- Authors
- Name
- Why This Post Exists
- Event Schema Evolution and Versioning
- Snapshotting Strategies
- Projection Rebuilding
- Event Store Technology Comparison
- Production Anti-Patterns
- Real-World Failure Case Studies
- Operational Checklist
- Architecture Diagram: Production Event Sourcing System
- Conclusion
- References

Why This Post Exists
Previous posts in this series covered the fundamentals of Event Sourcing and CQRS implementation, including EventStoreDB-based architecture and Kafka-based microservice patterns with Saga orchestration. This post assumes you already understand the core concepts: append-only event streams, aggregate state reconstruction via replay, read model projections, and the separation of command and query paths.
This post focuses exclusively on what goes wrong in production and the patterns that prevent it. Specifically: event schema evolution and versioning strategies, snapshotting for performance, projection rebuilding at scale, event store technology selection trade-offs, anti-patterns that cause production incidents, and real failure case studies with recovery procedures.
Event Schema Evolution and Versioning
In an event-sourced system, events are immutable. Once persisted, they cannot be modified or deleted. But business requirements change constantly. Fields get added, renamed, or removed. Event structures evolve. This is the single most challenging operational problem in Event Sourcing.
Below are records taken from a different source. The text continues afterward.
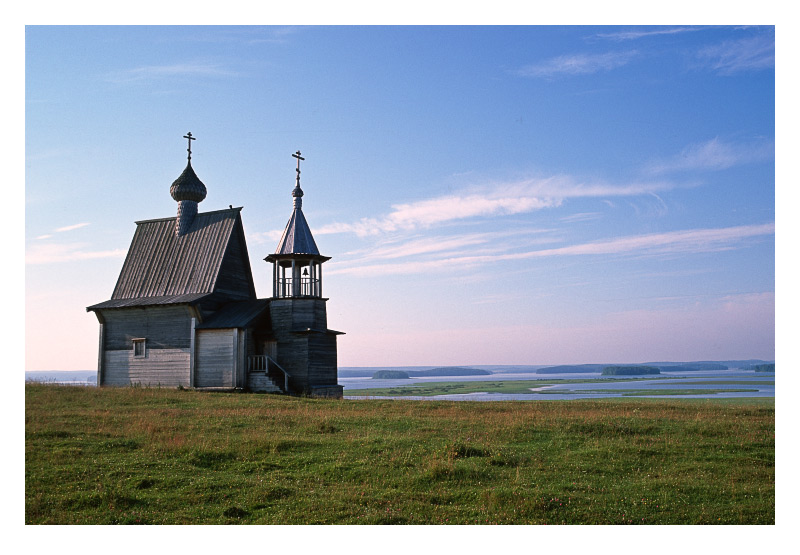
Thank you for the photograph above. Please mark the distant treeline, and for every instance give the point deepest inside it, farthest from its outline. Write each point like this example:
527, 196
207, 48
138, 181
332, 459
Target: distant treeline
570, 369
630, 370
445, 371
696, 367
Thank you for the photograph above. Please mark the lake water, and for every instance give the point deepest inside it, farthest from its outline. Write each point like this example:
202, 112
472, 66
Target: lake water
712, 379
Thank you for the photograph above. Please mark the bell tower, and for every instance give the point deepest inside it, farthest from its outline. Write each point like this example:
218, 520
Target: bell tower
306, 348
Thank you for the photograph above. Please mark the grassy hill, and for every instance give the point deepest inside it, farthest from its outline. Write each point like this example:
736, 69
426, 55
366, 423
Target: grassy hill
159, 456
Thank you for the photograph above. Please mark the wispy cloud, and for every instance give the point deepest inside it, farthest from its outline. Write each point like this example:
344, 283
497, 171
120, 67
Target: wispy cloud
494, 200
577, 64
69, 252
154, 72
638, 34
62, 230
714, 155
71, 227
672, 243
731, 57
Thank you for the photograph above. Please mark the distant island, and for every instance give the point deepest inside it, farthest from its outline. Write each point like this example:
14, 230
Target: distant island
390, 375
630, 370
696, 367
570, 369
443, 371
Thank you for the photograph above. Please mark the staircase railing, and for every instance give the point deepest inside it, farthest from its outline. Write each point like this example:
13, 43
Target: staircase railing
265, 363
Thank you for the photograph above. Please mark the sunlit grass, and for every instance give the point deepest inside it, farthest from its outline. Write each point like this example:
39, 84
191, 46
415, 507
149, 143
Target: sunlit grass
178, 457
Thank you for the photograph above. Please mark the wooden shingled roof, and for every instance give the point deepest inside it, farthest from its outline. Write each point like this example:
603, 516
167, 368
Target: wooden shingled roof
297, 238
163, 268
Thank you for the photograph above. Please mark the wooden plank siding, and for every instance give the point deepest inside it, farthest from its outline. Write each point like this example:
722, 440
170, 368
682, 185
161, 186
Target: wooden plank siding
216, 356
305, 349
160, 367
164, 327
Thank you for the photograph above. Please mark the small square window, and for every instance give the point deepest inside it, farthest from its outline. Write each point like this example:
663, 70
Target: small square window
139, 348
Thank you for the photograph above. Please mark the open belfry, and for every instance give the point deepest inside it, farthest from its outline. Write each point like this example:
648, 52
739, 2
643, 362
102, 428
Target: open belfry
184, 311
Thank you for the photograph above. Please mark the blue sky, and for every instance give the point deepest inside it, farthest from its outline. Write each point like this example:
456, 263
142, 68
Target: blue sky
489, 195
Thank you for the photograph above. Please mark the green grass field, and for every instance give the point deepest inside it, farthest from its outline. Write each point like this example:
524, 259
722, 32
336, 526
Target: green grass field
160, 456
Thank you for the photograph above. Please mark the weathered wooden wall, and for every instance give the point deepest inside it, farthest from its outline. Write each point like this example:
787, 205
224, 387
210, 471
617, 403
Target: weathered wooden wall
161, 367
167, 334
164, 327
235, 280
216, 351
322, 363
308, 356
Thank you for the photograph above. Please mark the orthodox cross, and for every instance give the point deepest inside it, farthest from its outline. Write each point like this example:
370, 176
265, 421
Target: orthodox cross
297, 155
189, 150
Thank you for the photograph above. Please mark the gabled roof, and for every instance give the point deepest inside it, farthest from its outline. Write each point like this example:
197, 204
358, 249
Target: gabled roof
297, 238
160, 264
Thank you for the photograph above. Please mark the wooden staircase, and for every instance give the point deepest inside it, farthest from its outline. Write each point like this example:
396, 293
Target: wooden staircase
259, 381
262, 373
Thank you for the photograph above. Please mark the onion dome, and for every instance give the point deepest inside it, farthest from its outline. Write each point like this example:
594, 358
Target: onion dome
188, 186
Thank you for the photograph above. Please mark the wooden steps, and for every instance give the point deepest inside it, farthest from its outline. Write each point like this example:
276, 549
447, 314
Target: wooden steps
258, 381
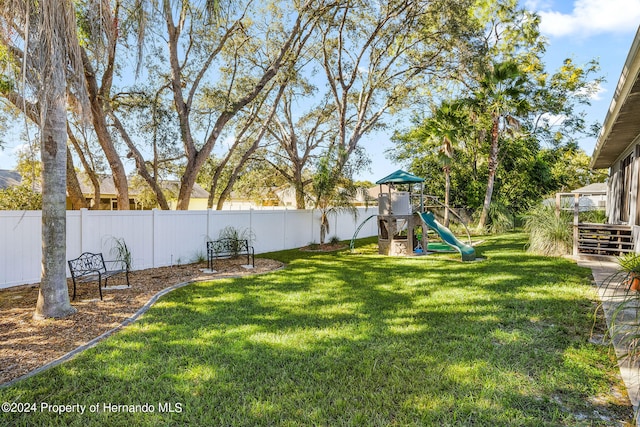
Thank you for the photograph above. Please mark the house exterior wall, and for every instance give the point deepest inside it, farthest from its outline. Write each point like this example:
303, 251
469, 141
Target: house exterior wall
617, 189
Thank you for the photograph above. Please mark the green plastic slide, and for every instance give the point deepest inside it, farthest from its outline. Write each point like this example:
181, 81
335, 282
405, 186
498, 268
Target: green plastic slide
467, 252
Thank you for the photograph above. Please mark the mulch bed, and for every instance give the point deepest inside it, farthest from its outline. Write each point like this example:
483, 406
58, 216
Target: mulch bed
26, 344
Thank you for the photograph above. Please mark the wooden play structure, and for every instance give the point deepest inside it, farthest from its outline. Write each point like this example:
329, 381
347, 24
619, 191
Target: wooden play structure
404, 221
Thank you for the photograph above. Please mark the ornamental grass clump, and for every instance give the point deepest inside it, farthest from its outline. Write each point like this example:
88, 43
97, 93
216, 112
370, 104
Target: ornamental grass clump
549, 233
The Four Versioning Strategies
There are four primary strategies for handling event schema changes, each with different trade-offs.
Strategy 1: Weak Schema (Tolerant Reader)
Add new optional fields while keeping old fields. Consumers ignore fields they do not understand.
// Version 1: Original event
interface OrderPlacedV1 {
type: 'OrderPlaced'
orderId: string
customerId: string
totalAmount: number
}
// Version 2: Added shippingAddress (optional for backward compat)
interface OrderPlacedV2 {
type: 'OrderPlaced'
orderId: string
customerId: string
totalAmount: number
shippingAddress?: {
street: string
city: string
zipCode: string
country: string
}
currency?: string // default: 'USD'
}
// Consumer uses tolerant reader pattern
function handleOrderPlaced(event: OrderPlacedV1 | OrderPlacedV2) {
const currency = 'currency' in event ? event.currency : 'USD'
const address = 'shippingAddress' in event ? event.shippingAddress : null // fetch from customer profile as fallback
}
This works for additive changes only. It breaks down when you need to rename, restructure, or remove fields.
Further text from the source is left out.